[Diderot and the Encyclopaedists (Vol 1 of 2) by John Morley]@TWC D-Link bookDiderot and the Encyclopaedists (Vol 1 of 2) CHAPTER VI 75/104
If you adopt such principles as these, they will reconcile you with others and yourself; you will neither praise nor blame yourself for what you are. To reproach others with nothing, to repent yourself of nothing--these are the two first steps towards wisdom; this is the philosophy that reconciles us with the human race and with life.[228] When he was in the very midst of all the toil and strife that the Encyclopaedia brought upon him, he could not refuse to spend three whole days in working like a galley-slave at an account of an important discovery that had been made by some worthy people with whom he was acquainted slightly.

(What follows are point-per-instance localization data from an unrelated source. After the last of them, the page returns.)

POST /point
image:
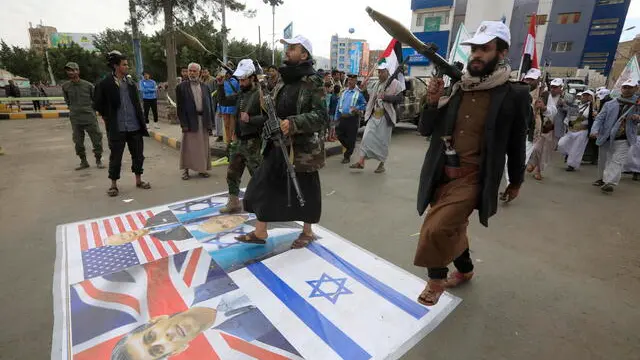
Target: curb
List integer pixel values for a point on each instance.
(24, 116)
(217, 152)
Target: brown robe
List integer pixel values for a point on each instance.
(195, 153)
(443, 235)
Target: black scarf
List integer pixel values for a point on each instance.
(293, 72)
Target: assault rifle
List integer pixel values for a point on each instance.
(272, 132)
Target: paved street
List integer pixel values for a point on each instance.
(558, 271)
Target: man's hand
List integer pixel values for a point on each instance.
(435, 91)
(510, 193)
(284, 126)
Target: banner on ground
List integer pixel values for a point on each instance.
(172, 282)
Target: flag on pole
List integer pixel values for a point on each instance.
(392, 56)
(530, 55)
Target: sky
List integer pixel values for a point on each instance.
(317, 20)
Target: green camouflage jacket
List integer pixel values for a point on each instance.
(308, 125)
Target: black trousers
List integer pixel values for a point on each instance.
(135, 143)
(347, 132)
(153, 105)
(462, 263)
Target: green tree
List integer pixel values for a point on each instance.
(180, 9)
(22, 62)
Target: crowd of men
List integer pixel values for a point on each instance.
(487, 125)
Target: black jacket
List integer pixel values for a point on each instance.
(107, 102)
(249, 102)
(186, 107)
(505, 134)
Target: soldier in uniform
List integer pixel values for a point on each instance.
(249, 120)
(78, 94)
(298, 100)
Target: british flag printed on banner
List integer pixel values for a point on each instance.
(181, 307)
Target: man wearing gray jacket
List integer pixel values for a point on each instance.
(615, 130)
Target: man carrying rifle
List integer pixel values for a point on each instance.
(299, 105)
(245, 149)
(471, 131)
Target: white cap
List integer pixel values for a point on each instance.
(488, 31)
(603, 93)
(299, 39)
(533, 73)
(557, 82)
(245, 69)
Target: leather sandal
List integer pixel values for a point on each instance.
(251, 238)
(303, 241)
(432, 292)
(457, 278)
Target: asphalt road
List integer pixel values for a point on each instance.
(557, 273)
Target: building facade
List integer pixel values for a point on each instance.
(349, 55)
(40, 37)
(570, 34)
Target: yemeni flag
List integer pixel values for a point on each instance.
(529, 54)
(392, 56)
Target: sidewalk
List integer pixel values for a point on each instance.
(44, 114)
(170, 135)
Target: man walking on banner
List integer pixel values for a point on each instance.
(615, 130)
(245, 149)
(149, 90)
(574, 142)
(472, 130)
(350, 107)
(381, 118)
(298, 99)
(196, 118)
(79, 96)
(542, 126)
(118, 102)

"But while I was busy about their affairs, my own are at a standstill.
I write to you from Le Breton's, with a mass of uncorrected proofs before me, and the printers crying out for them. Still Grimm must be right, when he says that time is not a thing of which we are free to dispose at our own fancy; that we owe it first and foremost to our friends, our relations, our daily duties; and that in the lavish profusion of our time on people who are indifferent, there is nothing less than vice."[229] Yet in spite of Grimm's most just remonstrance, the lavish profusion always went on as before. There was one man, and only one man, for whose perverse and intractable spirit Diderot's most friendly patience, helpfulness, and devotion, were no match.
I have already, in dealing with Rousseau,[230] said as much of the quarrel which he picked with Diderot as the matter requires, and it would be superfluous to go over the ground again from another side.
Whether we listen to Rousseau's story or to Diderot's story, our judgment on what happened remains unchanged.